Conversely, Blackstone Mortgage Trust presents the most significant income concern within the ETF. In the third quarter of 2024, the company slashed its quarterly dividend by 24%, from $0.62 to $0.47. Throughout all four quarters of 2025, its GAAP EPS consistently failed to cover the reduced $0.47 dividend. Although management argued that distributable EPS, excluding CECL charge-offs, reached $0.51 in Q4 2025, effectively covering the payout, the company's book value per share has diminished. Furthermore, its 20% exposure to office loans poses a substantial risk amidst an unpredictable commercial real estate market, rendering its $0.47 dividend fragile.
Despite the vulnerability of Blackstone Mortgage Trust, its relatively minor allocation within the ETF mitigates its potential to destabilize the overall income stream.
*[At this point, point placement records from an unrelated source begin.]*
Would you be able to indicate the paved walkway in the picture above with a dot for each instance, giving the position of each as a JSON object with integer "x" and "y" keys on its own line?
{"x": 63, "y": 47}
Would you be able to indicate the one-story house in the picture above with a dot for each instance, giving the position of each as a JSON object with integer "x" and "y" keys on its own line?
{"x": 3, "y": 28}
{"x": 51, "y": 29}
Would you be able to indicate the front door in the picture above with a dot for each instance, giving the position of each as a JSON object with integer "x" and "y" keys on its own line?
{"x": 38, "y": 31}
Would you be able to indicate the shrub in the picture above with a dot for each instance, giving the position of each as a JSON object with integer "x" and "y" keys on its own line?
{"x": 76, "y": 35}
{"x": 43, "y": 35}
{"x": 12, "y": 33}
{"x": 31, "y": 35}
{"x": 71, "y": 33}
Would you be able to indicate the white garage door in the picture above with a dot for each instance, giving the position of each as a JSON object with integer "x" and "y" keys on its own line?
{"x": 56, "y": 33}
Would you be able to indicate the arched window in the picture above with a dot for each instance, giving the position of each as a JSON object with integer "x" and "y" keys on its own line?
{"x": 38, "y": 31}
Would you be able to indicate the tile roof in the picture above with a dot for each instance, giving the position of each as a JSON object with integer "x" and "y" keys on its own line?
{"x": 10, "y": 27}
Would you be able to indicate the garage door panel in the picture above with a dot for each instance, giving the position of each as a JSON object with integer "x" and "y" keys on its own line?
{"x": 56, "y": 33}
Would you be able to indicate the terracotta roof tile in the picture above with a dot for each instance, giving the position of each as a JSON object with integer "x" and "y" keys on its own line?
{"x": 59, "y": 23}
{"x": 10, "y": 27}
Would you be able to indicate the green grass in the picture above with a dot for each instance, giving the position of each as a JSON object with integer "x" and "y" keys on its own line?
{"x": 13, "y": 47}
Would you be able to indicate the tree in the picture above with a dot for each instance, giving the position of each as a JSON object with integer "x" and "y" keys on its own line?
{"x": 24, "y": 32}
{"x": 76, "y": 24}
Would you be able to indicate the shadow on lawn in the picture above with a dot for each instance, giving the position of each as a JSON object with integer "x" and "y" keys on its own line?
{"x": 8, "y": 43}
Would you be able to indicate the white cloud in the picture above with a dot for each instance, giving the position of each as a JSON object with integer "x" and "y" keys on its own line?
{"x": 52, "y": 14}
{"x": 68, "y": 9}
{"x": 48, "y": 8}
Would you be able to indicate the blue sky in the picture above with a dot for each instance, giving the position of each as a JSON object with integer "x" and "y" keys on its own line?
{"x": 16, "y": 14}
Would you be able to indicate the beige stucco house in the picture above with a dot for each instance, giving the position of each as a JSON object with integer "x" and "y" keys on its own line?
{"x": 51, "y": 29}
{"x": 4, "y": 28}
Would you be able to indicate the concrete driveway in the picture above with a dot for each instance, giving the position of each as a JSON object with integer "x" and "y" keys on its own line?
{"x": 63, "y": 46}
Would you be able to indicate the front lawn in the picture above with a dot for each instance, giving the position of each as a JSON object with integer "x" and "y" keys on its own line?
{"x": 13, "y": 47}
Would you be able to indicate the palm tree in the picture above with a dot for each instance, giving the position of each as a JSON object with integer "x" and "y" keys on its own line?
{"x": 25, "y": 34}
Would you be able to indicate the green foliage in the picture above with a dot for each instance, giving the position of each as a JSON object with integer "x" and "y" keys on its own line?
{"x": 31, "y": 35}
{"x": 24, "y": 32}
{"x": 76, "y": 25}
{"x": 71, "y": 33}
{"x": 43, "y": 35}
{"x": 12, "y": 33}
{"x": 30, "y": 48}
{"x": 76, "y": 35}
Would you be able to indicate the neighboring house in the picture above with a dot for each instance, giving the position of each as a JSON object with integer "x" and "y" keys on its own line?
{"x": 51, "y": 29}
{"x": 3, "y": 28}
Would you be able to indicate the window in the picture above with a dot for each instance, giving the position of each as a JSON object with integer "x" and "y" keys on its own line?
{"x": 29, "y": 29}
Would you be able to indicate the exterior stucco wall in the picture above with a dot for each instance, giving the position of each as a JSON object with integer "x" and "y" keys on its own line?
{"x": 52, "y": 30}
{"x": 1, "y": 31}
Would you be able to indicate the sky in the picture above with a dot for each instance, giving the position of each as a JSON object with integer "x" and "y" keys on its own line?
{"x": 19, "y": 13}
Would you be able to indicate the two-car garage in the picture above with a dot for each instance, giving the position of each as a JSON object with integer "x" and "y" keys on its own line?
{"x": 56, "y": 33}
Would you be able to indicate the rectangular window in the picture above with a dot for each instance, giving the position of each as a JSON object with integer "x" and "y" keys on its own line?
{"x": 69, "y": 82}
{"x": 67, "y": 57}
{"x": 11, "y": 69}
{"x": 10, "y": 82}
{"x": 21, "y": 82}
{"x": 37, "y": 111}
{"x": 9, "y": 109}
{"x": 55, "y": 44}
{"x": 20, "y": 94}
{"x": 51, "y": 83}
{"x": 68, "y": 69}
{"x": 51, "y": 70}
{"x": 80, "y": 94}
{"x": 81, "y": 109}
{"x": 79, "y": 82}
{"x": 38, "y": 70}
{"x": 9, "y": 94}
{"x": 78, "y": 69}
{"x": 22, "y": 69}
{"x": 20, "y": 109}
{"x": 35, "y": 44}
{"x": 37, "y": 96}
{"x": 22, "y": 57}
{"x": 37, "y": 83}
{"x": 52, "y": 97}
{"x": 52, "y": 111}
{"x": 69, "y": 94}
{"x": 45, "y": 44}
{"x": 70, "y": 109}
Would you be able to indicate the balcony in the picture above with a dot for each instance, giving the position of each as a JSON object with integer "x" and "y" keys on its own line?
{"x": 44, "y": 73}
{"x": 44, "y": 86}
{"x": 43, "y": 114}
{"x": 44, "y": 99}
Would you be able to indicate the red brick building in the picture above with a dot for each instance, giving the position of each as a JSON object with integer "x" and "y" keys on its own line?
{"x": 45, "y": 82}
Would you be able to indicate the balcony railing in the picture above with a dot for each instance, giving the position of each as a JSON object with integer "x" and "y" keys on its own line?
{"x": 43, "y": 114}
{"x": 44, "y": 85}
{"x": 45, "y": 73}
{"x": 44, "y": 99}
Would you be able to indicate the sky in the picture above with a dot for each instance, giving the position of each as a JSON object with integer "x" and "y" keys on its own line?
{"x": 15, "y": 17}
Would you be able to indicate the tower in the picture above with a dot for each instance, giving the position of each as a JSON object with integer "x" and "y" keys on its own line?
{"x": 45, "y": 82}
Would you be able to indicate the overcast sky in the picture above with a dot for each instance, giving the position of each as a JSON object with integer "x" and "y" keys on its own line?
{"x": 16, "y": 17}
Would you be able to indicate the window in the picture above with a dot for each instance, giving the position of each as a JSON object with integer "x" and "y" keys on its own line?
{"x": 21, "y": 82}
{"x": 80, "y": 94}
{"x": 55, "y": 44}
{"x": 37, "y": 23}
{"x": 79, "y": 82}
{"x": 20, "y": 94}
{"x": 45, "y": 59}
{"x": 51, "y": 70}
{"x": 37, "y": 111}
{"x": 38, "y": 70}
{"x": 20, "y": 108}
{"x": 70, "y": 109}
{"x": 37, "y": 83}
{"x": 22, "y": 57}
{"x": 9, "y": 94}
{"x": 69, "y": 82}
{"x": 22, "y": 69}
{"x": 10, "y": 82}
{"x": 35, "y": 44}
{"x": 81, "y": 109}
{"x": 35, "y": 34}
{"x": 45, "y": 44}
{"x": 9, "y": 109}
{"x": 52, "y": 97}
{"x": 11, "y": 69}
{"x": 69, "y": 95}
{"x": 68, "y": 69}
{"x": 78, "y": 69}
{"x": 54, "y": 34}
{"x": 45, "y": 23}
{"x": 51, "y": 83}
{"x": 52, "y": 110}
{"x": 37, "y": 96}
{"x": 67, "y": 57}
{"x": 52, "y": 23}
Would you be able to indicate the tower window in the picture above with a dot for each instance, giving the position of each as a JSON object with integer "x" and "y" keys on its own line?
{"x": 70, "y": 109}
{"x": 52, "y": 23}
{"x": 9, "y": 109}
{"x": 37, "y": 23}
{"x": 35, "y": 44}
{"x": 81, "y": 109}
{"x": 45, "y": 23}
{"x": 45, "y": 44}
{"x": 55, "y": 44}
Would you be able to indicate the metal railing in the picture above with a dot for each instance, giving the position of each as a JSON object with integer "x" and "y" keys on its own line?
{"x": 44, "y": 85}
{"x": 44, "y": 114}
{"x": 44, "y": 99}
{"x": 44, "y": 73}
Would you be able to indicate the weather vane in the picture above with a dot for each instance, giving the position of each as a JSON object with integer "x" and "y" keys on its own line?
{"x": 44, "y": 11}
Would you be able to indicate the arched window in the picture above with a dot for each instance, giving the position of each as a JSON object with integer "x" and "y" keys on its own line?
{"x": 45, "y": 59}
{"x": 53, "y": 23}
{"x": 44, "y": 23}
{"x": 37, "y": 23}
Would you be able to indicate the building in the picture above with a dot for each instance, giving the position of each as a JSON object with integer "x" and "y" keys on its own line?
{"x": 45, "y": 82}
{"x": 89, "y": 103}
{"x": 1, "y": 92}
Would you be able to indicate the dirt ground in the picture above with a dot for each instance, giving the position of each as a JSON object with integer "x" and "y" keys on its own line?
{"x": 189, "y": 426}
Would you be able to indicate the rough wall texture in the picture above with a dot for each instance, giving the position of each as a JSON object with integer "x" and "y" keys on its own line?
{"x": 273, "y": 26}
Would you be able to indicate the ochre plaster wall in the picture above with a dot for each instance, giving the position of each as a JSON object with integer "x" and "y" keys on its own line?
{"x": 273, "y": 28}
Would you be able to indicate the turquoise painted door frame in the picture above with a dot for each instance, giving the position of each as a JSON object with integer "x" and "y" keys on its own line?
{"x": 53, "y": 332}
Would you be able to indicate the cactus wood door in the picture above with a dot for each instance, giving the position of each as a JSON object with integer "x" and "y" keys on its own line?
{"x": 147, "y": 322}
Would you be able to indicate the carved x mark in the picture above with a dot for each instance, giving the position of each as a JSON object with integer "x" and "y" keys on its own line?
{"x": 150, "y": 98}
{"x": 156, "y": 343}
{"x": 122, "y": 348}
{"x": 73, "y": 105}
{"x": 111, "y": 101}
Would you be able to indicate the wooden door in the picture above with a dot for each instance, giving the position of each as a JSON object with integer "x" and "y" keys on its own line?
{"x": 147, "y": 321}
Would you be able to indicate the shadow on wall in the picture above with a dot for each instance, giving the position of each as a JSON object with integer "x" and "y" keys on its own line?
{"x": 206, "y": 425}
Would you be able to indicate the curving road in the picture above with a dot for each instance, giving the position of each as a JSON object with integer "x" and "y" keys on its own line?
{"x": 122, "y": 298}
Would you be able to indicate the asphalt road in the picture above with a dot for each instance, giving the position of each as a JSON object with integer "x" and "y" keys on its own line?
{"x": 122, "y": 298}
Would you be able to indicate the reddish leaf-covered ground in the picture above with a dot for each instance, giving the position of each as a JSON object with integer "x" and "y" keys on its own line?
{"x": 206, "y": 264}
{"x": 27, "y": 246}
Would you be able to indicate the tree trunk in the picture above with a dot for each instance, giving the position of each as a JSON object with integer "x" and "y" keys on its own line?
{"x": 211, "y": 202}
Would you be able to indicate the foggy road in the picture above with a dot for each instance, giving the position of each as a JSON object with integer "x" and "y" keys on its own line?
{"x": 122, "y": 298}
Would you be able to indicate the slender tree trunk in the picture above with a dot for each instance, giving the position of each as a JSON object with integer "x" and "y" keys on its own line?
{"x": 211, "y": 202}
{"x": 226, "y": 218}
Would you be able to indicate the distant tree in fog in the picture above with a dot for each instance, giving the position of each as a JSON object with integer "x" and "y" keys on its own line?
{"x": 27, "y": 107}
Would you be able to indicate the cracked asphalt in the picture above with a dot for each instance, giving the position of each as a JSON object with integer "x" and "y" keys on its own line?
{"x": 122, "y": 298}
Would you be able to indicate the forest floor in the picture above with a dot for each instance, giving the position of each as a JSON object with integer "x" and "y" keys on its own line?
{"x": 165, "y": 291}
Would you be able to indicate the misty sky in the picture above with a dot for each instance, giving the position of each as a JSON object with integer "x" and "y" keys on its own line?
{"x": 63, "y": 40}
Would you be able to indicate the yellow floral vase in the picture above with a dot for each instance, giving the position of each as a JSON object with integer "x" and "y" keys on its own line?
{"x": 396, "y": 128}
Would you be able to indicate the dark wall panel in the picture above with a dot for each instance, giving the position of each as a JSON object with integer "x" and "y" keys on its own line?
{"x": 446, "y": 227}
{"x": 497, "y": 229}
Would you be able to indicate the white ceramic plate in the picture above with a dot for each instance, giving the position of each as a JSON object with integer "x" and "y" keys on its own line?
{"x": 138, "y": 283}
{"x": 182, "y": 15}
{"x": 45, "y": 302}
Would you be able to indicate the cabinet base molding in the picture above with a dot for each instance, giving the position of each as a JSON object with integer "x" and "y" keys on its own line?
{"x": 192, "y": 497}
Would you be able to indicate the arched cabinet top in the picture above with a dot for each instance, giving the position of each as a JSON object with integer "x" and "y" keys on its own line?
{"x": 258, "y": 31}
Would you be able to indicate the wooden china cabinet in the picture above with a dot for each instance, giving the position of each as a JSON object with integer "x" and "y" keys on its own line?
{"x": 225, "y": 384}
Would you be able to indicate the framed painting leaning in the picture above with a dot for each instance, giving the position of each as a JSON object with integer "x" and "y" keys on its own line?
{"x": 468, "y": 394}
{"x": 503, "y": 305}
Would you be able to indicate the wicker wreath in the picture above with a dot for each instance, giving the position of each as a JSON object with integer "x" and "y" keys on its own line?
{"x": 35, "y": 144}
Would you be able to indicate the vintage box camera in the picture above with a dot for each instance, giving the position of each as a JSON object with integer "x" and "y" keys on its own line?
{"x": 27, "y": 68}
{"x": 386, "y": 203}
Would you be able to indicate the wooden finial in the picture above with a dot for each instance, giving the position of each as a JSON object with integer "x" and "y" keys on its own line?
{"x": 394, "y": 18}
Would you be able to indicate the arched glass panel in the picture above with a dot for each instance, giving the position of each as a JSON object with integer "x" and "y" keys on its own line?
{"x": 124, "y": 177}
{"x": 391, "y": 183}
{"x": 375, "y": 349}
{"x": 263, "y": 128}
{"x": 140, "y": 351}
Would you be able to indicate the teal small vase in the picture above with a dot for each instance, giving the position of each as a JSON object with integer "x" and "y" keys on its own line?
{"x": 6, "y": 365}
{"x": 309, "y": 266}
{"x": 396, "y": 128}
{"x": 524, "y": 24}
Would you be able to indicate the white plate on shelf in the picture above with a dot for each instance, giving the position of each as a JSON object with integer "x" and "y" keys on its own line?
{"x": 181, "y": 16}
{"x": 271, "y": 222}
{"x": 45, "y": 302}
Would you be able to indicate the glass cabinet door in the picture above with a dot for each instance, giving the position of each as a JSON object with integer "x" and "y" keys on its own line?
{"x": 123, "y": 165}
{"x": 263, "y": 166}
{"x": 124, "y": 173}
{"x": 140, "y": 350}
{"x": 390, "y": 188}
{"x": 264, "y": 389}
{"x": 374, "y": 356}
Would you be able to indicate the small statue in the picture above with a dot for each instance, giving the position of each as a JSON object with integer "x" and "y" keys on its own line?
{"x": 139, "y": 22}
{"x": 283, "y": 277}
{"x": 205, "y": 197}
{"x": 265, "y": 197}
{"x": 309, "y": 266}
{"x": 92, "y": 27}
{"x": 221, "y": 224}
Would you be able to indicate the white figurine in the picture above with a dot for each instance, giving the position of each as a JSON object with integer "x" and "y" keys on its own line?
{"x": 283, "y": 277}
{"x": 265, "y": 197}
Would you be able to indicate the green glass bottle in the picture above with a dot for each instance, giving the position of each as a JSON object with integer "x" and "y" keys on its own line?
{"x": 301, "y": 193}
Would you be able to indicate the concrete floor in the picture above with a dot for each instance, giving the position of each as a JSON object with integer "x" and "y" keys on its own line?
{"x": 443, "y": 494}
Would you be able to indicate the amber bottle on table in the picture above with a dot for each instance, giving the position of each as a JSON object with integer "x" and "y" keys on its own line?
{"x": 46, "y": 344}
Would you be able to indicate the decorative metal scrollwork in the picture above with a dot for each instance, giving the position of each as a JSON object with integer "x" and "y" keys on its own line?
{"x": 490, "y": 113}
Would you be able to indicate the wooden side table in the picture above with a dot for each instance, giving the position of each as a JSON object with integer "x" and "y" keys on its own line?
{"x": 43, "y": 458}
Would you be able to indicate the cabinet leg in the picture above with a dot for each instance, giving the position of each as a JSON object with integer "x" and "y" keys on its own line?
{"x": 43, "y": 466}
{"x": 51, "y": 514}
The ETF's price has seen a considerable increase of approximately 27% over the last year, suggesting that the yield has contributed to genuine gains. Recent federal funds rate cuts in late 2025, bringing the rate to 3.75%, have lowered borrowing costs for leveraged mREIT portfolios. The 10-year Treasury yield, hovering around 4.3%, and a 0.5% yield curve spread continue to offer support, even with some compression from earlier highs.
This detailed analysis underscores that while the REM ETF's 9.55% yield is largely sustainable, investors must remain vigilant. Mortgage REIT dividends are inherently sensitive to interest rate fluctuations and credit cycles. Therefore, treating this fund as a risk-free bond alternative would be a misjudgment of its underlying structure and potential market sensitivities.
Navigating High-Yield Investments: Balancing Opportunity and Risk
This deep dive into the iShares Mortgage Real Estate ETF (REM) offers a crucial lesson for investors: high yields, while attractive, always warrant meticulous scrutiny. The case of REM vividly illustrates the importance of understanding the individual components of a diversified fund. While the collective strength of Annaly and AGNC provides a solid foundation for REM's impressive dividend, the fragility of Blackstone Mortgage Trust's payout serves as a potent reminder that even within a seemingly robust portfolio, risks can linger. This highlights the necessity of looking beyond headline numbers and delving into the fundamental health of each holding. Furthermore, the analysis emphasizes the dynamic nature of financial markets; changes in interest rates and economic conditions can significantly impact the sustainability of income-generating assets. For investors, this means maintaining ongoing vigilance and adapting strategies to evolving market landscapes, rather than assuming past performance guarantees future returns. Ultimately, true investment wisdom lies in balancing the pursuit of attractive yields with a thorough comprehension and mitigation of associated risks.